Basée sur une enquête menée auprès de milliers d’entreprises européennes, cette étude suggère que l’impact de l’IA sur l’emploi serait bien plus complexe que prévu. Dans certains cas, elle pourrait même favoriser les recrutements…

Une étude qui remet en question les prédictions alarmistes

La BCE s’est appuyée sur un sondage réalisé en 2025 auprès d’environ 5 000 entreprises dans la zone euro afin d’évaluer l’effet réel de l’intelligence artificielle sur l’emploi. Le constat est clair : aucune différence significative n’a été observée entre les entreprises utilisant l’IA et celles qui n’y ont pas recours en matière de création ou de suppression de postes.

Autrement dit, l’adoption de ces technologies ne semble pas, à ce stade, provoquer de vagues massives de licenciements. Cette observation contredit certaines projections largement relayées ces dernières années, qui anticipaient un remplacement rapide de nombreux métiers par l’automatisation.

Pour autant, des suppressions d’emplois existent bien dans certains groupes. Des entreprises comme Accenture, Amazon ou IBM ont récemment annoncé des réductions d’effectifs. Toutefois, selon plusieurs analyses, ces décisions seraient souvent liées à des réorganisations ou à des embauches massives réalisées pendant la période Covid, plutôt qu’à l’intelligence artificielle elle-même.

Les entreprises qui utilisent le plus l’IA recrutent davantage

L’étude de la BCE met en évidence une distinction intéressante : l’intensité d’utilisation de l’IA joue un rôle déterminant. Les entreprises qui exploitent fréquemment ces technologies seraient environ 4% plus susceptibles d’embaucher que celles qui y ont recours de manière occasionnelle.

Un phénomène similaire est observé chez les sociétés qui investissent dans la recherche et développement autour de l’IA, avec une probabilité d’embauche supérieure de 2%. Ces recrutements concernent notamment des profils techniques capables de déployer, maintenir et exploiter ces systèmes.

L’objectif poursuivi par les entreprises semble également influencer les résultats. Lorsque l’IA est utilisée principalement pour réduire les coûts de main d’oeuvre, les embauches diminuent logiquement. Toutefois, cette approche ne concerne qu’une minorité d’entreprises, estimée à environ 15% des organisations utilisant ces technologies.

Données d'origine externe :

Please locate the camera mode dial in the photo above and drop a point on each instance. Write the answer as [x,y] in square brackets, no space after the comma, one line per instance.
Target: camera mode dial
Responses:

Dans la majorité des cas, l’intelligence artificielle est plutôt perçue comme un levier d’innovation et de croissance. Elle permet d’automatiser certaines tâches répétitives tout en créant de nouveaux besoins en compétences, notamment dans les domaines de la recherche, du développement et de l’analyse de données.

Un impact encore incertain à long terme

Si les conclusions de la BCE apparaissent relativement rassurantes, elles restent limitées à une observation à court terme. L’intelligence artificielle évolue rapidement et pourrait transformer plus profondément les processus de production dans les années à venir.

Certaines études anticipent d’ailleurs des changements plus marqués à moyen terme. L’institut allemand Ifo estime par exemple que plus d’un quart des entreprises pourraient réduire leurs effectifs d’ici cinq ans en raison de l’automatisation.

Pour l’instant, les données suggèrent toutefois que l’IA agit davantage comme un outil de transformation du travail que comme un simple substitut à l’humain. Une évolution qui rappelle la logique de « destruction créatrice«  théorisée par l’économiste Joseph Schumpeter, selon laquelle les innovations technologiques font disparaître certains métiers tout en en faisant émerger de nouveaux…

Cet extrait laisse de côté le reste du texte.